FYI.

This story is over 5 years old.

Stuff

How American Ex-Pats Are Protesting Donald Trump Abroad

"There's something like 8 million Americans abroad, I don't think they should be silenced just because they are not currently in the States."
Anti-Trump protesters gathered in Paris on November 19. Photo by Roxanne Matiz

This November, Shannon Cain got the gift that all expats hope for: a visit from her daughter, who lives in Tucson, Arizona. She'd come to Paris to visit her mother hoping to celebrate the election of America's first female president.

The visit didn't go exactly as planned. Instead of staying up all night drinking champagne, they spent much of her visit in a slump at home. "We both just crawled into bed for like three days," Cain told me. "It was seriously depressing."

Advertisement

So Cain decided to organize something—not only for her country, but also for herself. She created a Facebook group called Paris Against Trump and invited Americans and Europeans to talk about the election at her apartment.

"I expected like 12 people in the apartment," Cain told me. "Forty people showed up."

The crowd was substantial enough that Cain had to ask her building manager if they could move the event to the lobby. The attendees—American expats, as well as some Europeans—spread out across the staircase, with little space left for people to pass. "The neighbors were like, 'What's going on here?' We would say it's anti-Trump, and they'd say, 'Bravo,'" Cain recalled.

After four hours of discussion and planning, the group of mostly strangers picked a date to have a protest: November 19—just six days later. They would have to get a permit from French police, make flyers and contact the media, all within a week. "I'm 52 now, I've been an organizer since my 20s," Cain told me, "and I have never seen a protest come together that way."

The response from American ex-pats in Paris is part of a larger trend of anti-Trump protests popping up around Europe—from London to Madrid to Berlin. On November 12, protestors gathered in front of Berlin's Brandenburg Gate, where organizers told me more than 2,000 protesters were in attendance. Then on the 19th, Americans and European allies marched in Paris, the Eiffel Tower looming behind them. On December 2, several hundred protested in Madrid's Puerta Del Sol.

Advertisement

These protests—led mostly by American expats—serve as an outlet for United States citizens abroad, who told me they needed to be around other Americans to discuss the prospect of a Donald Trump presidency. "I knew Thanksgiving was coming up, and I was feeling a little lonely," said Emilie Crabe, who helped organize the protest in Paris. "Most people don't know how important Thanksgiving is to Americans. I don't really know that many Americans in Paris."
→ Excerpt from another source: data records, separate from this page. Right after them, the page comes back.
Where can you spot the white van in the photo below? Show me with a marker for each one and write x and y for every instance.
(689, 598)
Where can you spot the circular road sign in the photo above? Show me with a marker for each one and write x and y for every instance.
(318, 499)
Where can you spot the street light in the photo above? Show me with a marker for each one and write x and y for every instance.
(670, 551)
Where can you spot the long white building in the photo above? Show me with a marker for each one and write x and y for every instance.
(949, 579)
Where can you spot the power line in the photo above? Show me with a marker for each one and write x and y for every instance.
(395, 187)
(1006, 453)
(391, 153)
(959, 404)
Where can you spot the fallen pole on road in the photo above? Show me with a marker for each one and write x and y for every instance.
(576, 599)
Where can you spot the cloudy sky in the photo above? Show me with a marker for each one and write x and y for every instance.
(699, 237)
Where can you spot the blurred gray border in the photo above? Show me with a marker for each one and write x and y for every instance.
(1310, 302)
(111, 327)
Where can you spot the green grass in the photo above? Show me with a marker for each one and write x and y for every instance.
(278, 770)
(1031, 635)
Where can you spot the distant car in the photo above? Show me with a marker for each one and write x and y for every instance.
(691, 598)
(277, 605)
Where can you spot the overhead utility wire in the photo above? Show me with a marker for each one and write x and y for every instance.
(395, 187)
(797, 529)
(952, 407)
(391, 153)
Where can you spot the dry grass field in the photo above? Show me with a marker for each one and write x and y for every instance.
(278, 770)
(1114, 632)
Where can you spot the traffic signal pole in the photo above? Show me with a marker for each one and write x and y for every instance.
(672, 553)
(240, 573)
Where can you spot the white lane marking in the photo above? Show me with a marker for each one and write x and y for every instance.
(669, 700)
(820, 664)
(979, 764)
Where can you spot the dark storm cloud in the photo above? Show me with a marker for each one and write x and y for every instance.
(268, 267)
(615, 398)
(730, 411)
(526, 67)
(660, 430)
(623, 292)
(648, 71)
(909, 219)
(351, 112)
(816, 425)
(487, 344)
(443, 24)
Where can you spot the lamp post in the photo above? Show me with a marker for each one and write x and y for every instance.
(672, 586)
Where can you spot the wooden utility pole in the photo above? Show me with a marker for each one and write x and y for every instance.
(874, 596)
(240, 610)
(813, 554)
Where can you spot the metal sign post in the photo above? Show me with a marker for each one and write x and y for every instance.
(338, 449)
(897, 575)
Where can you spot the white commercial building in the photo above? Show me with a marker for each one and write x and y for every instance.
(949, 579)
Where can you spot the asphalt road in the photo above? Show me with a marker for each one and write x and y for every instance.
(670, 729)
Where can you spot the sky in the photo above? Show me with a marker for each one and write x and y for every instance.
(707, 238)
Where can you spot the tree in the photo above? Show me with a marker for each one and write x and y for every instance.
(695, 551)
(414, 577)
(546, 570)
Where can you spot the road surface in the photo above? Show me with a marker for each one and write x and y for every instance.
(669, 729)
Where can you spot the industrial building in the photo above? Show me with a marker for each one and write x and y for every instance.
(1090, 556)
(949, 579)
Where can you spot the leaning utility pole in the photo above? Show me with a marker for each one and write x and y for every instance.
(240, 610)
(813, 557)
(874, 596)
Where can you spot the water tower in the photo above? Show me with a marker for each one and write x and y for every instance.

Alex Baumhardt, an American expat living in Spain, attended the protest in Madrid and watched as protesters vented about a range of American issues, from the protest at Standing Rock to threats to reproductive rights. She told me the protest felt like a platform for American expats who feel like they don't have a voice abroad. "I think it was helpful for a lot of people, especially for Americans who are here that are feeling kind of helpless," Baumhardt told me.

Roxanne Matiz, an American who attended the protest in Paris, echoed the idea. "There's something like 8 million Americans abroad," she told me. "I don't think they should be silenced just because they are not currently in the States."

Several hundred people gathered in Madrid's Puerta Del Sol to protest Donald Trump on December 2. Photo by Tiffany Han

Large-scale anti-Trump protests held in major US cities since the election make these expat demonstrations seem small in comparison. In cities like New York and Los Angeles, thousands turned out for days-long protests following the election.

But for American expats like Stephanie Michel, who helped organize the Madrid protest, the small turnout isn't really an issue. For her, it was more important to give Americans a place to participate in a conversation they are thousands of miles away from. "It's hard to feel like you can do that much activism, when you're not actually in your country," said Michel, who is originally from Portland.

Advertisement

In Europe, these anti-Trump protests are a disjointed trend, planned and executed independently from one another. However, the groups seemed to have one thing in common: People who had never met one another before organized them on Facebook.

Diego Cano, an American living in Madrid, ended up planning an anti-Trump protest almost by accident, after posting on Facebook to invite people to meet up and process their feelings after the election. "A lot of people thought I already was planning [an event], so they were like, 'Oh, tell us where it's going to be and what time,'" Cano told me. "Then I was like, Oh shit. I actually have to do something now."

"We were complete strangers, which made the planning and implementation of the entire protest much more special and gratifying," American expat and Berlin protest organizer Whitney Buchanan told me.

Expat organizers in Berlin and London are now planning another set of protests for Trump's inauguration day, to mirror a number of protests expected to happen on the same day in the United States. Kathleen Brown, an American ex-pat who helped organize the Berlin rally, told me she hopes the protests will continue to provide ex-pats a voice and a stake in the issues happening overseas. "We're hoping for January 20 to have a kind of similar urgency."